Vor knapp 40 Jahren trennten den Kalifornischen Kondor nur noch 22 Tiere vom Aussterben. Jetzt bereitet sich im US-Bundesstaat Oregon eine neue Generation der mächtigen Greifvögel auf den Sprung in die Freiheit vor.
Im Oregon Zoo wurden am Montag zwölf junge Kalifornische Kondore gezeigt, die derzeit für ihre ersten Flüge trainieren. Für den Artenschutz sind die Jungvögel weit mehr als nur beeindruckender Nachwuchs: Sie stehen für eines der aufwendigsten Rettungsprogramme für eine beinahe verschwundene Vogelart.

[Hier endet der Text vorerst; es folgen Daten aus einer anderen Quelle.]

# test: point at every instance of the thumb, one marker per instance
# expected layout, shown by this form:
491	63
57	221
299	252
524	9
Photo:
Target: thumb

Der Kalifornische Kondor (Gymnogyps californianus) gehört zu den größten flugfähigen Vögeln Nordamerikas und erreicht eine Flügelspannweite von beinahe drei Metern. Doch Verfolgung, Lebensraumverlust und insbesondere Bleivergiftungen setzten der Art massiv zu. 1987 lebten weltweit nur noch 22 Tiere. Die letzten frei lebenden Kondore wurden schließlich eingefangen, um die Art durch ein kontrolliertes Zuchtprogramm vor dem endgültigen Aussterben zu bewahren.
Was damals wie eine letzte verzweifelte Maßnahme wirkte, entwickelte sich zu einer bemerkenswerten Artenschutzgeschichte. Durch Nachzucht und die schrittweise Auswilderung der Vögel wuchs die Population wieder an. Heute gibt es insgesamt rund 600 Kalifornische Kondore – viele davon leben wieder in freier Wildbahn.
Kalifornischer Kondor: Mit einer Flügelspannweite von bis zu 2,9 Metern gehört er zu den größten flugfähigen Vögeln Nordamerikas. Er ernährt sich ausschließlich von Aas und kann in freier Wildbahn mehr als 50 Jahre alt werden. Kondore werden erst mit etwa sechs bis acht Jahren geschlechtsreif und bekommen meist nur ein Ei. 1987 existierten nur noch 22 Tiere – dank intensiver Zucht- und Auswilderungsprogramme umfasst der Bestand heute wieder rund 600 Vögel.
Auch die zwölf Jungvögel in Oregon sollen ihren Teil zur Zukunft ihrer Art beitragen. Bevor Kondore ausgewildert werden können, müssen sie jedoch körperlich fit sein und wichtige Verhaltensweisen entwickeln. Jeder Vogel, der schließlich seine mächtigen Schwingen über Nordamerika ausbreitet, ist deshalb ein kleiner Triumph für den Artenschutz.
Gerettet ist der Kalifornische Kondor damit allerdings noch lange nicht. Vor allem Bleivergiftungen durch verschluckte Munitionsreste in Tierkadavern bleiben eine bedeutende Gefahr. Die Geschichte der Kondore zeigt dennoch eindrucksvoll, was konsequenter Artenschutz bewirken kann: Aus gerade einmal 22 Überlebenden ist wieder eine Population von Hunderten Vögeln geworden.